La literatura, con su fuerza de mostración performativa, de reconstrucción vívida, acerca de mejor manera a los lectores a los episodios de la historia. Por ello la novela histórica constituye un género complejo, dada la carga híbrida que conlleva. Mijail Bajtín se refirió a las dificultades que debe afrontar un escritor esta literatura que incursiona, que se mueve en los terrenos de la ficción, de la (re)construcción histórica o de la antropología (en la literatura que recrea elementos culturales étnicos), en contraposición con un texto de estricta ficción3.
Cuando se trata de una novela que emprende ese ejercicio de hibridez intergenérica, interdiscursiva, como en El año de la ira, no podemos sino agradecer esa composición dialógica entre historia y literatura, al mismo tiempo una revisión de las ideas hechas que tenemos de nuestra historia, o simplemente de la amnesia consciente o inconsciente, incluso provocada colectivamente, que tenemos sobre ella. Como sostuvo alguna vez Cesare Pavese: «Para hacer literatura no es necesario crear personajes, sino transformar los hechos en palabras y poner en ellas toda la vida que respiramos».
1 El final de la patética carta de Getúlio Vargas, entonces presidente de Brasil, decía: «Eu vos dei a minha vida. Agora vos ofereço a minha morte. Nada receio. Serenamente dou o primeiro passo no caminho da eternidade e saio da vida para entrar na História»(Rio de Janeiro, 23 de agosto de 1954).

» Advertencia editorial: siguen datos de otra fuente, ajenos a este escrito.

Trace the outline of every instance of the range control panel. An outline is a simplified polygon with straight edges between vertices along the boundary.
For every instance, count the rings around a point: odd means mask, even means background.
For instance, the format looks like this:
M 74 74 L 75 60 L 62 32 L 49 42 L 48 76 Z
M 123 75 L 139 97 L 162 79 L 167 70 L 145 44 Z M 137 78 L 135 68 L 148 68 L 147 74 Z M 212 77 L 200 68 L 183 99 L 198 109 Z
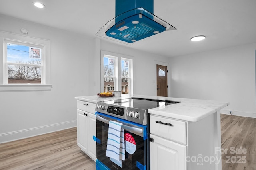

2 «Al centro y violento». Entrevista con Horacio Castellanos Moya, de Alejandro Soifer. Página 12, Argentina, 17 de agosto de 2008. https://www.pagina12.com.ar/diario/suplementos/libros/10-3139-2008-08-17.html
3 La cita literal de Bajtín que ilustra la dificultad y los desafíos que presenta para un escritor la hibridez literaria es la siguiente, en mi propia traducción: «El híbrido literario exige un esfuerzo enorme: estilizado de arriba a abajo, se reflexiona cuidadosamente, pensado en cada una de sus partes, distanciado. En esto se distingue radicalmente de la mezcla de lenguajes que hacen los escritores de prosa mediocres, en una mezcla superficial, irreflexiva, sin sistema, muchas veces rayana en la falta de cultura. En tales híbridos no hay combinaciones de sistemas lingüísticos debidamente dominados, sino simplemente una mezcla de elementos de diversos lenguajes. No es una orquestación que utilice las posibilidades del polingüismo sino, en la mayoría de los casos, el lenguaje directo del autor, impuro y falto de elaboración», en Mikhail Bakhtine, Esthétique et théorie du roman (Paris: Gallimard, 1991), 182.